Life and death are perhaps more intertwined than we might think.

I could feel a hesitation when I sat to write about death. In our culture, it is largely taboo to discuss. A subject we don’t like to talk about if we can avoid it. But sometimes we can’t escape it, like the other evening when my daughter came up and asked what happens when you die.

Death may seem to be an inevitable part of life, yet if we look more carefully, we find that death isn’t so black and white, at least with some creatures. Bacteria, for instance, are single-celled organisms that split in half in order to reproduce. It’s a riddle, when you consider it. Which half is now the “original”? Those halves in turn will split in half, and the process continues indefinitely (unless a bacteria is eaten, wholloped by antibiotics, or otherwise killed by outside forces). In a way, these creatures are immortal, never aging. And it’s not just bacteria that never age. There is the hydra, which seems to be a creature capable of living without age, and the “immortal jellyfish”, which does age, but then can revert back to its youthful life, repeating the trick over and over again.

More philosophically, we can notice in the woods that some things that “die” become more alive in their death. Trees are a wonderful example. After they die, the party begins. Mushrooms, beetles, larvae, birds, ants and hundreds of other creatures move in, turning the tree, which was once mostly “dead” wood, into a thriving community that may or may not be properly considered to be a living being. If you are eager to discount this possibility, remember that you yourself are composed of 10 times more bacterial cells than human cells, and without those bacteria you would die. In a way, even in life we are much like a dead tree, more community than individual.

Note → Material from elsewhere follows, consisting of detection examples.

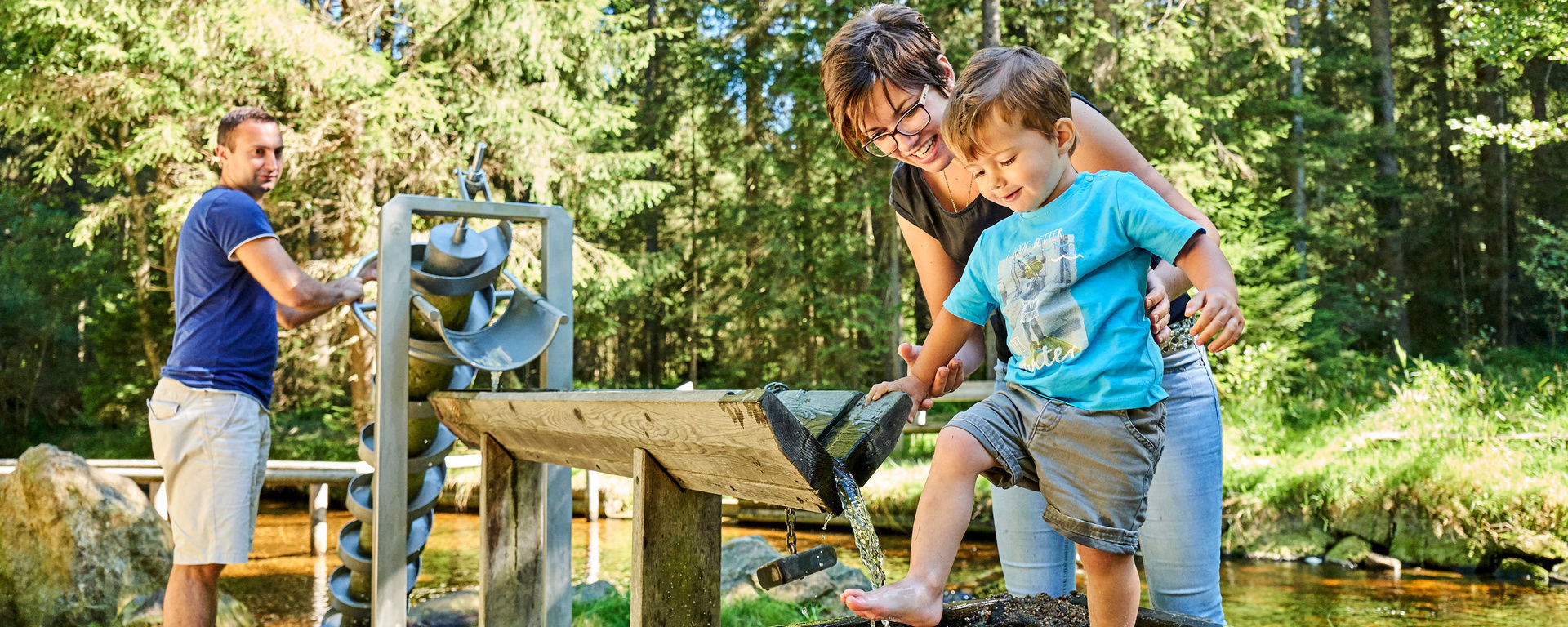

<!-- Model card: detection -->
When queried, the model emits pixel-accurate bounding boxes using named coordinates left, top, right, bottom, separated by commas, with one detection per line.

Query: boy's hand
left=1143, top=274, right=1171, bottom=343
left=866, top=375, right=934, bottom=421
left=1187, top=288, right=1246, bottom=353
left=898, top=342, right=964, bottom=409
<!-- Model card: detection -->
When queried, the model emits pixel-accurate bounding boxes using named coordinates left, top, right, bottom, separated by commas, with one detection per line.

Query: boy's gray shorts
left=949, top=384, right=1165, bottom=555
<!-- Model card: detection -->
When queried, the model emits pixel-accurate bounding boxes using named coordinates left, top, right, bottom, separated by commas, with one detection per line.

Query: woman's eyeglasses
left=861, top=85, right=931, bottom=157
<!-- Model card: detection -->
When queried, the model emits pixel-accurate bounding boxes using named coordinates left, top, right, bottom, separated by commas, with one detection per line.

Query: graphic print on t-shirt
left=996, top=229, right=1088, bottom=370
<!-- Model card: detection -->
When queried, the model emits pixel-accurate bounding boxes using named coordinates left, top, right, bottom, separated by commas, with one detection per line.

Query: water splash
left=833, top=460, right=888, bottom=588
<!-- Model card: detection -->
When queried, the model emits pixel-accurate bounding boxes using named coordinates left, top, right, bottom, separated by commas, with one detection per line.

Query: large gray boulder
left=0, top=443, right=174, bottom=627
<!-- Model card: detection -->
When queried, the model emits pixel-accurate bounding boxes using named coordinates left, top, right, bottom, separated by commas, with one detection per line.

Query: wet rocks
left=718, top=536, right=872, bottom=611
left=0, top=443, right=174, bottom=627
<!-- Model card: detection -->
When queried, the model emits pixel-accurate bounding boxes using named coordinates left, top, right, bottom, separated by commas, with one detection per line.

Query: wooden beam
left=430, top=390, right=839, bottom=511
left=480, top=436, right=547, bottom=627
left=632, top=448, right=723, bottom=627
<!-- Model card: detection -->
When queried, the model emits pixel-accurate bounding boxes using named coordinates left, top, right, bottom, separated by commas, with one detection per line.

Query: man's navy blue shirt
left=163, top=186, right=278, bottom=406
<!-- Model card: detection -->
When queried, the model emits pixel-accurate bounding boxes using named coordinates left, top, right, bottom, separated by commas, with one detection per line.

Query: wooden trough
left=430, top=390, right=911, bottom=627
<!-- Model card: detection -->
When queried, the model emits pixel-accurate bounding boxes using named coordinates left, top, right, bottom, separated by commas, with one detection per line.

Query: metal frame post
left=372, top=194, right=574, bottom=627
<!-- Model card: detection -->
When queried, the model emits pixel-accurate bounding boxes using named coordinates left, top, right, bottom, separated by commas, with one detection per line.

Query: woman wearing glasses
left=822, top=5, right=1242, bottom=622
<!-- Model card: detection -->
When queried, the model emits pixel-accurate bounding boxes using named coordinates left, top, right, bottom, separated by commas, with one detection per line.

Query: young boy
left=842, top=49, right=1241, bottom=627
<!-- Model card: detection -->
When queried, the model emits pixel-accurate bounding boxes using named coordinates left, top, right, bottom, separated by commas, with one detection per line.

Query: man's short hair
left=822, top=5, right=947, bottom=162
left=942, top=46, right=1077, bottom=160
left=218, top=107, right=278, bottom=150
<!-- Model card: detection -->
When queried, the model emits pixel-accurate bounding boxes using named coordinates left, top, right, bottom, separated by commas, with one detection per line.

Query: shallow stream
left=221, top=503, right=1568, bottom=627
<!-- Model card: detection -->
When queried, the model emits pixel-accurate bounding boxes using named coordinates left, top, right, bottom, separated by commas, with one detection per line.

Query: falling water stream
left=833, top=460, right=888, bottom=588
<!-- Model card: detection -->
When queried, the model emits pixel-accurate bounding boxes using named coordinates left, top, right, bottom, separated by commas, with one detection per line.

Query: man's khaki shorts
left=147, top=378, right=273, bottom=564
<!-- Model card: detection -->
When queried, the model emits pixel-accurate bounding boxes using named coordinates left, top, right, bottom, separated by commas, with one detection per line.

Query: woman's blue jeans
left=991, top=348, right=1225, bottom=622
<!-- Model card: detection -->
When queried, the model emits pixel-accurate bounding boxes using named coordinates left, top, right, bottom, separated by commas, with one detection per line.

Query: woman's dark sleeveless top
left=888, top=94, right=1187, bottom=362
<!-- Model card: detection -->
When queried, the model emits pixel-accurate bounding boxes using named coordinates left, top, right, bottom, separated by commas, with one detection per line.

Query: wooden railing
left=0, top=455, right=480, bottom=555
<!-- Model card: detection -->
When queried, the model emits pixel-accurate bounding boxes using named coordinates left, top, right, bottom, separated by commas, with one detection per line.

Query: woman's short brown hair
left=942, top=46, right=1077, bottom=160
left=822, top=5, right=947, bottom=160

That’s one way to think of death. It may not be so much an end of life as a spreading out of life, the party over, with all the individuals moving on to other things. But the reason we humans fear death, of course, is because we feel that we possess a consciousness, and fear that the consciousness will evaporate upon dying. Some religions give us hope, promising that our consciousness continues after the body disintegrates. But other religions confront death in other ways. I remember a story my brother told me about a Buddhist garden he was walking through in Thailand. It had beautiful flowers and stone walkways, and there, along the path, was a small plaque. It had a picture of two people walking, hand in hand. It was only upon closer inspection that he noticed one of the people was a skeleton. For him, it was a reminder that death awaits us all, and can come at any moment. This can drive us into fear, but it can also be an emancipation. It can lead us to release our clinging to the future, and to begin appreciating where we are. This moment takes on a clarity when we remember that death might come in the next minute, the next hour, or the next day. There is little time to waste on being on “cruise control”, having arguments, or wishing that we were somewhere else. This newspaper in your hands has a texture that is easy to miss. The face of someone you see every day is actually changing in every moment. Every cloud is unique. Each breath is more precious than a truckload of money.

This, perhaps, is when death can transform from taboo into one’s favorite subject. It’s not about being morbid. It’s about death’s invaluable reminder that this moment, right now, is worthy of our fullest love and attention.